Rêya Heq Alevi toplumu bu doğrultuda gayret eden canları her zaman baş tacı yapmış, onların nurundan, kemaletinden ziyalanmıştır. Karanlık aydınlığa ancak böyle evrilir.”
Konuşmalar ardından Dersim Katliamı ile ilgili sinevizyon yapıldı. Sonrasında söz alan Gazeteci Hatice Çevik, “Dersim bölgesi inanç merkezi olmakla birlikte sarp kayalıklardan oluşan sayısız mağaraların olduğu bir bölgedir.
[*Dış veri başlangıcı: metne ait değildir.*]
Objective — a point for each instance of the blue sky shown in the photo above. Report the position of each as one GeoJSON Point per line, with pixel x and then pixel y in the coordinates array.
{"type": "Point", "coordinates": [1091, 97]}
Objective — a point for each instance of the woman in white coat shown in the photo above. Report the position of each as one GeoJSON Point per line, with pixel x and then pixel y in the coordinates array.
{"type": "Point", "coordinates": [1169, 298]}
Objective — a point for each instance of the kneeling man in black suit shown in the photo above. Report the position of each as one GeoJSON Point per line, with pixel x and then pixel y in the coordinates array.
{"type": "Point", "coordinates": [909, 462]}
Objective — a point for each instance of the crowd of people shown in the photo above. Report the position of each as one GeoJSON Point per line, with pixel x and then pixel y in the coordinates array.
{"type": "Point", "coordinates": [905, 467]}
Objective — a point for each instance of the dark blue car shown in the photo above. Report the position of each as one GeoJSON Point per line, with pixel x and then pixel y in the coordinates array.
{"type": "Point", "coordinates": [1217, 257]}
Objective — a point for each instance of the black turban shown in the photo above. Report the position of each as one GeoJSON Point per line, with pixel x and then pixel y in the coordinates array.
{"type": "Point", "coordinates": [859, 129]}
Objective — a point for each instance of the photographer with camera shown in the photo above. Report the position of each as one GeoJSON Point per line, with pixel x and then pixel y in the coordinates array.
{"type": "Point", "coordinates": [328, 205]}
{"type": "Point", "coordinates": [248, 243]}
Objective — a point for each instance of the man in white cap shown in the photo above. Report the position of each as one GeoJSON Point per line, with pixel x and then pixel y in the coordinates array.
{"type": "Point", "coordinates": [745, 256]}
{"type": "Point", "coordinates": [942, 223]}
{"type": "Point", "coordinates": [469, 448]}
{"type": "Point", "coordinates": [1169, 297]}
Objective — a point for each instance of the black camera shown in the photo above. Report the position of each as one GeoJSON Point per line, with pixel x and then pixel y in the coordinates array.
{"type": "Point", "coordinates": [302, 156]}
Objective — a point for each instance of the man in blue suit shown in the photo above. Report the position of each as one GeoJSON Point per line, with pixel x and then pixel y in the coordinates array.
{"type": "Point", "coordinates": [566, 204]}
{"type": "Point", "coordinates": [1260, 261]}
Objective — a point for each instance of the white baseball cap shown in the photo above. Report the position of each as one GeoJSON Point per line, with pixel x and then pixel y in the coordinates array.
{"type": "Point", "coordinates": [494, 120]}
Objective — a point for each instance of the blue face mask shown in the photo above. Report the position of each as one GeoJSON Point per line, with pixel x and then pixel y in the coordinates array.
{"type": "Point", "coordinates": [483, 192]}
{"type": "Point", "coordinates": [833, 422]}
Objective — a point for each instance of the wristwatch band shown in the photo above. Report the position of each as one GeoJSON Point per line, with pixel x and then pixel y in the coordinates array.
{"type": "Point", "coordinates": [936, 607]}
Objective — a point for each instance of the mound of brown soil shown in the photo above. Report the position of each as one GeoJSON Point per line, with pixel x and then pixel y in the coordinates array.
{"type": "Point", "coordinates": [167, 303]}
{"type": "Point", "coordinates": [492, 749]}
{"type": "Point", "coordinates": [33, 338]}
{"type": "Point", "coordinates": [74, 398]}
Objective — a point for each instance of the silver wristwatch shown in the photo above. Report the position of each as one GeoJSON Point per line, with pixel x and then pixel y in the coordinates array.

Dersim halkı direniyor. Hala özüne sahip olmaya çalışıyor. Bu nedenle seyitlerine daha fazla sahip çıkıyorlar. İnsanlar artık yaşlanıyor, yaşanan katliama tanıklık edenler bir bir ortadan kalkıyor. Buradan yola çıkarak araştırmacılarımız, yazar, gazeteci canlarımız tanıklar üzerinden kültürel araştırmalar yaparak bir arşiv oluşturmaya çalışıyorlar” dedi.
Programın devamında Zakir Murat Yılmaz, Dersim için yazılan ağıtları seslendirdi. Yoldaşca türküler solisti Mustafa Ceylan da HDP Antalya Milletvekili Kemal Bülbül’ün Seyit Rıza ve arkadaşları üzerine yazmış olduğu şiir ile Dersim üzerine yazılmış ağıtı okudu.
Ardından PSAKD Mamak Şube eski başkanı Mustafa Demirtaş, lokma gülbengi okundu. Lokmaların katılımcılara pay edilmesiyle anma son buldu.
PİRHA / ANKARA
Yoruma kapalı.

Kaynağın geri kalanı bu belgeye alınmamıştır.